This morning I woke up with a heavy cold and a tough cough. It is cold outside and it is a public holiday. So I thought what’s better than a hot chicken soup for lunch. I looked into the pantry and the fridge and found chicken breasts, some carrots, potatoes, some frozen peas, and one diced tomato can. I decided to prepare this soup and share the recipe with you as it is very easy and delicious. It is the best remedy for the flu on a cold day!


Servings: 3-4 portions

Preparation Time: 15 minutes/Cooking Time: 30 minutes

- 3 pieces chicken breasts, cut into cubes
- 3 carrots, peeled and cut into small cubes
- 2 medium size potatoes, peeled and cut into small cubes
- Any vegetables that you can find in your fridge like zucchini, mushrooms, leeks,…
- 1 cup frozen peas
- 1 small onion, finely diced
- 1 can diced tomatoes
- 1 tsp salt
- ¼ tsp ground cinnamon
- Freshly-ground black pepper
- 1 cup gluten-free pasta (any type like spirale or spaghetti) (If using spaghetti, break it into medium size pieces)

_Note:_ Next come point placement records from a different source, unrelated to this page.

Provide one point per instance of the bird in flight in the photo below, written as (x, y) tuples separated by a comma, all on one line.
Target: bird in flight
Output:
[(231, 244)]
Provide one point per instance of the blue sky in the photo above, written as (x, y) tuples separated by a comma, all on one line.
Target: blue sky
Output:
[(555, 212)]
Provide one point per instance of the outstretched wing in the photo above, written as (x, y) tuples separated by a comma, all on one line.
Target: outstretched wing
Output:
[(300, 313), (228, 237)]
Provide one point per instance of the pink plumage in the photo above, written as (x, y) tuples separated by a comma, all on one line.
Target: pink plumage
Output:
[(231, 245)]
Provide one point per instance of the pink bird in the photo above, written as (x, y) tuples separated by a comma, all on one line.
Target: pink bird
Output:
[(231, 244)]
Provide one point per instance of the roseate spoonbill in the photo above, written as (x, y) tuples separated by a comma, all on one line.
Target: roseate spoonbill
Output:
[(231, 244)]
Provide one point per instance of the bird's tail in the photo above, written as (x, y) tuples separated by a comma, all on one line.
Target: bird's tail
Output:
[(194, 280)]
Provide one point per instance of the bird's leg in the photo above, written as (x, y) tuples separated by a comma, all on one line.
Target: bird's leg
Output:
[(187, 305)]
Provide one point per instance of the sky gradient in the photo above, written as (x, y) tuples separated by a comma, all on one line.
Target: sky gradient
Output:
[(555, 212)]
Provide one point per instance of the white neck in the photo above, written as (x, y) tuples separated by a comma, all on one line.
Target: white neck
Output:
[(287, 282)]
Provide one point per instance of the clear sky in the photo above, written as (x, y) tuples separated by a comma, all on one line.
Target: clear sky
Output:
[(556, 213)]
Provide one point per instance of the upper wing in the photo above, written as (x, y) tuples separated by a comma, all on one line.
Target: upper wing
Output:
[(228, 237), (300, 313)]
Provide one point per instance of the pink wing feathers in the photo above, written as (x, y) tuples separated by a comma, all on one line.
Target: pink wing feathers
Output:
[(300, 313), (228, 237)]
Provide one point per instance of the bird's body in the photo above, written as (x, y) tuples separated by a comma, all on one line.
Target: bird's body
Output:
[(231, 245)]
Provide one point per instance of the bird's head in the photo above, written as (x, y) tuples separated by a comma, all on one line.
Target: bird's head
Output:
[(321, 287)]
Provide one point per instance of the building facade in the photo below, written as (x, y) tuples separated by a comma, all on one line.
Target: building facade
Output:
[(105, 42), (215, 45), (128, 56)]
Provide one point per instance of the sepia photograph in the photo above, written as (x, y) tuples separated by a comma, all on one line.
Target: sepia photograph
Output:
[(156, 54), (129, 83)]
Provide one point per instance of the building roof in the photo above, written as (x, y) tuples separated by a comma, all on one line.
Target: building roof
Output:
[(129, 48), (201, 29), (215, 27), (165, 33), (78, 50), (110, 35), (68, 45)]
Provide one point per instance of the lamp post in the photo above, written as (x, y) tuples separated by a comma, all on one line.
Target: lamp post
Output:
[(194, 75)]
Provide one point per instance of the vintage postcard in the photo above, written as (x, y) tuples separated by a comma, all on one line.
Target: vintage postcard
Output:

- ¼ cup chopped parsley, if available, or 1 tsp of any other dried herbs like Herbes de Provence


  1. Put the cubed chicken breasts in a pot with 1 liter water.

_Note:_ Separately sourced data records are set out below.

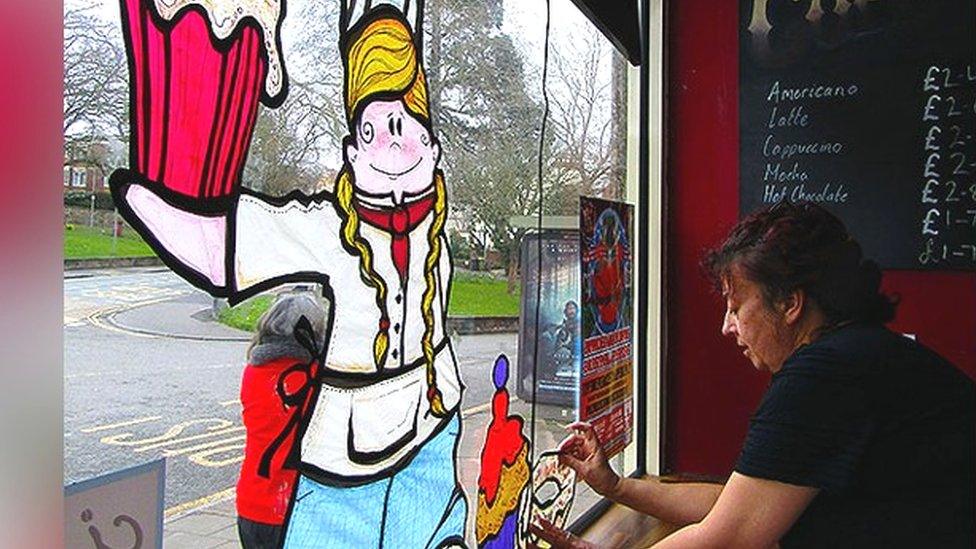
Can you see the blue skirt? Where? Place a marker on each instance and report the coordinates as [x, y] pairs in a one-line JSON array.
[[420, 506]]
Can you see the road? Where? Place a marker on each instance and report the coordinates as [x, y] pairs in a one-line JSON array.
[[131, 397]]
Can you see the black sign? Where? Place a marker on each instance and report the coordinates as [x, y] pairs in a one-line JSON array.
[[549, 319], [867, 107]]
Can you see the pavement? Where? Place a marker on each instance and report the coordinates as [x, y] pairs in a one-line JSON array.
[[211, 521]]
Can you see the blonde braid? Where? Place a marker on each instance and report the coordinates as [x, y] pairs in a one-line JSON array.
[[351, 236], [433, 258]]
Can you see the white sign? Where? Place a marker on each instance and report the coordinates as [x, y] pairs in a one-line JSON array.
[[120, 510]]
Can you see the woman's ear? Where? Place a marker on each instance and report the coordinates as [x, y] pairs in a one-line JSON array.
[[793, 306]]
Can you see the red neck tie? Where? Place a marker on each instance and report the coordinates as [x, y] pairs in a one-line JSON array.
[[398, 221]]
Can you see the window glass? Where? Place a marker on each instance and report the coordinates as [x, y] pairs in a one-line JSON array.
[[484, 65]]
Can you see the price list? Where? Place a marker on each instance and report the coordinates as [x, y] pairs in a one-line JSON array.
[[947, 178], [869, 110]]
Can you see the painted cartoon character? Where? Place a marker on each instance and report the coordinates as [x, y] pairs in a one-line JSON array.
[[505, 469], [383, 424]]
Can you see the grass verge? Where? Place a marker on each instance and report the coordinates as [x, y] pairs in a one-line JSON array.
[[471, 295], [90, 243], [245, 315]]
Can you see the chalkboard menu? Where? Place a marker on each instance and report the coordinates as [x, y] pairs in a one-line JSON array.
[[867, 107]]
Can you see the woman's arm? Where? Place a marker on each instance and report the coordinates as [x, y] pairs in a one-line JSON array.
[[750, 512], [676, 503]]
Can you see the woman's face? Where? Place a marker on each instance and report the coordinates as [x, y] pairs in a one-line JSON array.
[[759, 329], [393, 153]]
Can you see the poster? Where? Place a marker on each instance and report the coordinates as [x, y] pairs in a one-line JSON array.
[[558, 325], [606, 268], [119, 509]]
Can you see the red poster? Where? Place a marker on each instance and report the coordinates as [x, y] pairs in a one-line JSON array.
[[607, 378]]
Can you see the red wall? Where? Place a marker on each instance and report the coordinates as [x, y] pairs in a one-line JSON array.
[[711, 388]]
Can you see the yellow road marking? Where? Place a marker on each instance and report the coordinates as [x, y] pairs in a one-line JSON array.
[[203, 446], [121, 424], [189, 438], [183, 508]]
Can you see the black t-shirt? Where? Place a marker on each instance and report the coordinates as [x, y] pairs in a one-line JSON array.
[[885, 428]]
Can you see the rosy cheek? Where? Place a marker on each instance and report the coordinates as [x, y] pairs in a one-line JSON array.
[[411, 148], [382, 140]]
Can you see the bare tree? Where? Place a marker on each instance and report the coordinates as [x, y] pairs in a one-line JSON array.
[[581, 119], [96, 99], [292, 144]]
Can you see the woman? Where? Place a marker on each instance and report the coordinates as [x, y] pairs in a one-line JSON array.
[[278, 359], [864, 438]]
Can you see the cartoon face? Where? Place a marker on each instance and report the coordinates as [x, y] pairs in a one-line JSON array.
[[392, 152], [552, 494]]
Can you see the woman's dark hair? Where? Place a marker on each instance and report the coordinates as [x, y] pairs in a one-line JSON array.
[[787, 246]]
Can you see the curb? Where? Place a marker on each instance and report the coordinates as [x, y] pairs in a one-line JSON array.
[[111, 263], [466, 325]]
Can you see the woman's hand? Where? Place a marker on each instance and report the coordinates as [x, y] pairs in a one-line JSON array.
[[559, 538], [582, 452]]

  2. Let the water come up to a simmer and then remove any impurities.
  3. Add salt, ground cinnamon, and freshly ground black pepper.
  4. Add the chopped carrots, diced onions, frozen peas, and cubed potatoes to the chicken.

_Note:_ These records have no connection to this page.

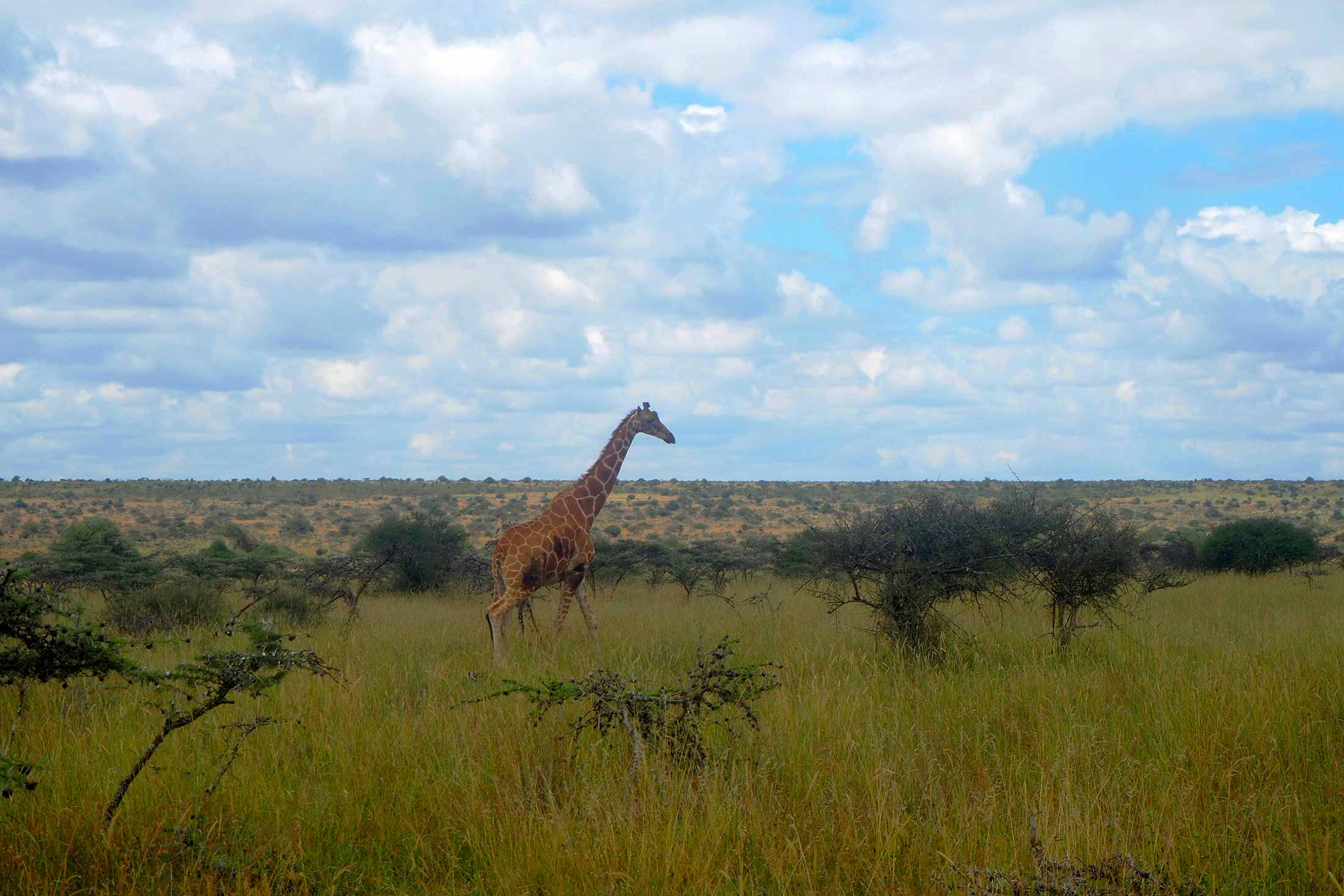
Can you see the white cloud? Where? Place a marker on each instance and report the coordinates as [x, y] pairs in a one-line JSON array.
[[803, 296], [478, 153], [1013, 329], [426, 443], [706, 338], [558, 190], [703, 120], [341, 379], [874, 363], [1298, 228]]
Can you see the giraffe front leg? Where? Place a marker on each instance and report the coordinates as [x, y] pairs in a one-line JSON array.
[[495, 617], [563, 608], [581, 596]]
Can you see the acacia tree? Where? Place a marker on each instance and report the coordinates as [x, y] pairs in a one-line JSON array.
[[906, 563], [1081, 558], [39, 643]]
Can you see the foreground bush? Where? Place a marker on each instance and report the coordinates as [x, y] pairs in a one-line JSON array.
[[1257, 546]]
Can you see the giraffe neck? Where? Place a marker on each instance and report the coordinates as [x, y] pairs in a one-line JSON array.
[[601, 477]]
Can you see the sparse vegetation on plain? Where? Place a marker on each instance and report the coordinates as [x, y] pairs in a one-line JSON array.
[[1203, 738], [1197, 743]]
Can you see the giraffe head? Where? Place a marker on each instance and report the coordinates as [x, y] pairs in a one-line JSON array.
[[647, 421]]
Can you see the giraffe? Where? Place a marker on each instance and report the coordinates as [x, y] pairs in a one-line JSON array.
[[555, 546]]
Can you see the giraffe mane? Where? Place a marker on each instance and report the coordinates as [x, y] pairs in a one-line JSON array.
[[619, 428]]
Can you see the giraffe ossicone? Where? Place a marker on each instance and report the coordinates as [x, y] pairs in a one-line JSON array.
[[555, 546]]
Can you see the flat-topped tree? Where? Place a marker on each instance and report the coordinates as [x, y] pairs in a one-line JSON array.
[[555, 546]]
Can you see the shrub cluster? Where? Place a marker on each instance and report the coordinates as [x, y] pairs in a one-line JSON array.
[[1257, 546]]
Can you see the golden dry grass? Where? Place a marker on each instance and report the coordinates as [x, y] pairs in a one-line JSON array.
[[1206, 737]]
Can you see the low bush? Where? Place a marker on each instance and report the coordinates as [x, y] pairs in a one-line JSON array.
[[180, 603], [293, 606], [1257, 546]]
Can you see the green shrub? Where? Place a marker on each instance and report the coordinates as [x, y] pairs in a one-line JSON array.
[[96, 554], [182, 603], [293, 606], [1257, 546], [428, 550], [298, 526]]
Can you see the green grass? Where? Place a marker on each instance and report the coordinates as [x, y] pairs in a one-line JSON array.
[[1206, 737]]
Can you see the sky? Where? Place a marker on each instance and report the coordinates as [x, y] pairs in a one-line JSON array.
[[831, 241]]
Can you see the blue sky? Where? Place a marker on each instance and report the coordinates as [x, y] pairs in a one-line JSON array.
[[828, 241]]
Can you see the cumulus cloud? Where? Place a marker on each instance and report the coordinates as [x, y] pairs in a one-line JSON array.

  5. Add the diced tomatoes and gluten-free pasta.
  6. Bring up to the boil and lower the heat.
  7. Cover the pot and let it simmer.
  8. Chicken breasts cook fast, so by the time they are well-cooked, you will find that your vegetables are tender and your pasta is done (20 minutes).
  9. Put off the heat and add the chopped parsley or dried herbs.
  10. Let the soup rest for 15 minutes, then serve it with toasted gluten-free pita bread.